Rassegna Stampa

L'Unione Sarda

«Ma la battaglia non è finita»

Fonte: L'Unione Sarda
29 aprile 2015

A Cagliari la cerimonia al Palazzo Viceregio e la messa in Cattedrale con Miglio

La Sardegna e la libertà: matrimonio ancora incompiuto 

“Babbu nostru” in coro è un'emozione. E c'è chi asciuga una lacrima. Ci sarà pure un po' di retorica nelle celebrazioni di “Sa Die”, ma se è vero - come dice l'arcivescovo Arrigo Miglio - che oggi si parla anche di «patria», per molti questi minuti sono potentemente simbolici. Il senso di una vita.
È strana e bella la messa nella Cattedrale di Cagliari, nel giorno che ricorda la cacciata dei piemontesi, il 28 aprile 1794. La solennità religiosa è la stessa che riempie il concetto di «libertà». E di riconquista di cose che ci appartengono e che la storia, la tirannide, l'indifferenza hanno cercato di strapparci. Nella chiesa si parla in italiano, in latino, ma soprattutto in lingua. E non solo per i canti a tenore che insieme ai suoni delle launeddas legano tutti i momenti. Le preghiere in sardo, le letture in sardo, i moniti in sardo: c'è aria da prima volta nel duomo. E si percepisce, mentre risuona ancora quella parola, “libertadi”, pronunciata dal pulpito da don Mario Cugusi. Cosa c'entra “Sa Die” con la fede? C'entra. È una questione di giustizia e di speranza: dell'una e dell'altra «abbiamo bisogno», è il messaggio cristiano ed è anche il messaggio “politico” lanciato dal sacerdote. Ci pensi chi governa e chi amministra, in questi tempi di crisi autentica. E la chiusura della messa è un concerto che nasce spontaneo e trascina, fondendo il religioso e il laico, con lo stesso significato dell'abbraccio tra Miglio e Nereide Rudas, presidente del Comitato pro Sa Die.
C'è molta gente. Venuta da tutta l'Isola, «da is biddas», ha ricordato poco prima Salvatore Cubeddu, nel Palazzo Viceregio, in una sala altrettanto solenne, tra bandiere e launeddas. Ci sono pure il sindaco di Cagliari, Massimo Zedda, e il commissario della Provincia, Franco Sardi. «Stiamo ancora combattendo», dice Cubeddu e quindi vale sempre l'inno “Procurad'e moderare Barones, sa tirannia” di Francesco Ignazio Mannu, che apre la mattinata, prima di ogni riflessione. E ha lo stesso significato il “Coordinamentu de is Artis pupularis de Sardinia” che nasce oggi per difendere una cultura di sempre, «riconosciuta e apprezzata» in tutto il mondo.
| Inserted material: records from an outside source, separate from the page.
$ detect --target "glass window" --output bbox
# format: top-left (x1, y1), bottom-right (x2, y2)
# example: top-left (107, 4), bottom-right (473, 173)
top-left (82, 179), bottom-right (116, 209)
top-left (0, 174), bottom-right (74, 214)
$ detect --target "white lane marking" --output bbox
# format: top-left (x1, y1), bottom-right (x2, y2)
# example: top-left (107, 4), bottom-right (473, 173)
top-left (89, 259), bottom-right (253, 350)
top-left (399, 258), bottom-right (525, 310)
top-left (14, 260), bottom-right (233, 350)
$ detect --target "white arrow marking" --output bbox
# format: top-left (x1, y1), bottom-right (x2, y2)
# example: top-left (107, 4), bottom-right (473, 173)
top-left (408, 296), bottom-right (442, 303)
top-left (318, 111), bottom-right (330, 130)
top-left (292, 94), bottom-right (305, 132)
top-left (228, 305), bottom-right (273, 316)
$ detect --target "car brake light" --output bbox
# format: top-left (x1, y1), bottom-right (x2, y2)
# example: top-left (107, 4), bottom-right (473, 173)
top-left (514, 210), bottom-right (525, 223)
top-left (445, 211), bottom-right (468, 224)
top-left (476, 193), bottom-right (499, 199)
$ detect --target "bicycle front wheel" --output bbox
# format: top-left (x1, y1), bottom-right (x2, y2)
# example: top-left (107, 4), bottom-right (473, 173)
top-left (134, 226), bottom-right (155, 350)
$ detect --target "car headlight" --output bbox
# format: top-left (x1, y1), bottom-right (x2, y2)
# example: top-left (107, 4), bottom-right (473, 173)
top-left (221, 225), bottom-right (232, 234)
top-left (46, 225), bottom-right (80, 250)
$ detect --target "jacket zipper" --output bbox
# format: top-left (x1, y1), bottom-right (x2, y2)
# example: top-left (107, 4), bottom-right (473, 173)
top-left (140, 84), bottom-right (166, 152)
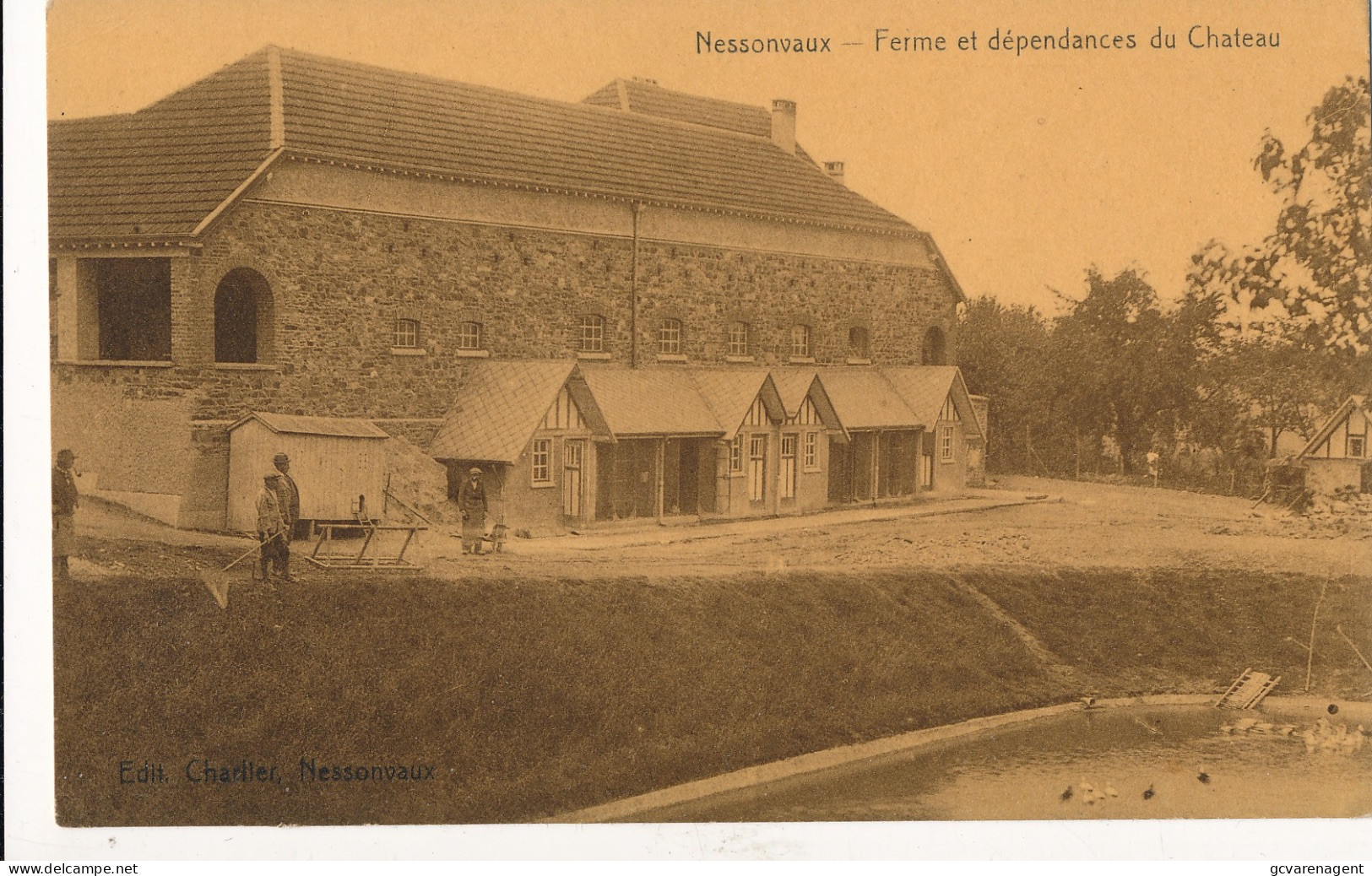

Forse più altrove che qui.
È in questo palazzo di Cagliari, nella sala dove «ora siamo relativamente liberi» e dove «siamo stati dominati», luogo «di feste e dolori», che Nereide Rudas ricorda l'origine della parola «libertà»: comparve tremila anni fa in un tavoletta sumerica e significa “ritorno alla madre”. Molto appropriato, se si pensa alla cultura sarda. Il cristianesimo ha elevato il concetto fino alla «massima libertà» e anche questo la Rudas ricorderà poi in Cattedrale. Ma come abbiamo trattato questo bene? «Abbiamo ottenuto l'autonomia speciale, ma non siamo ancora sufficientemente liberi». Alla resa dei conti, «abbiamo dato molto e ricevuto poco». E ciascuno valuti le responsabilità. Vale sempre la frase “Libertà per tutti di tutti” pronunciata da Gramsci, che «partì proprio dall'Isola per definire la sua idea», ricorda Eugenio Orrù. E allora non sia “Die” per un giorno, «ma tutto l'anno».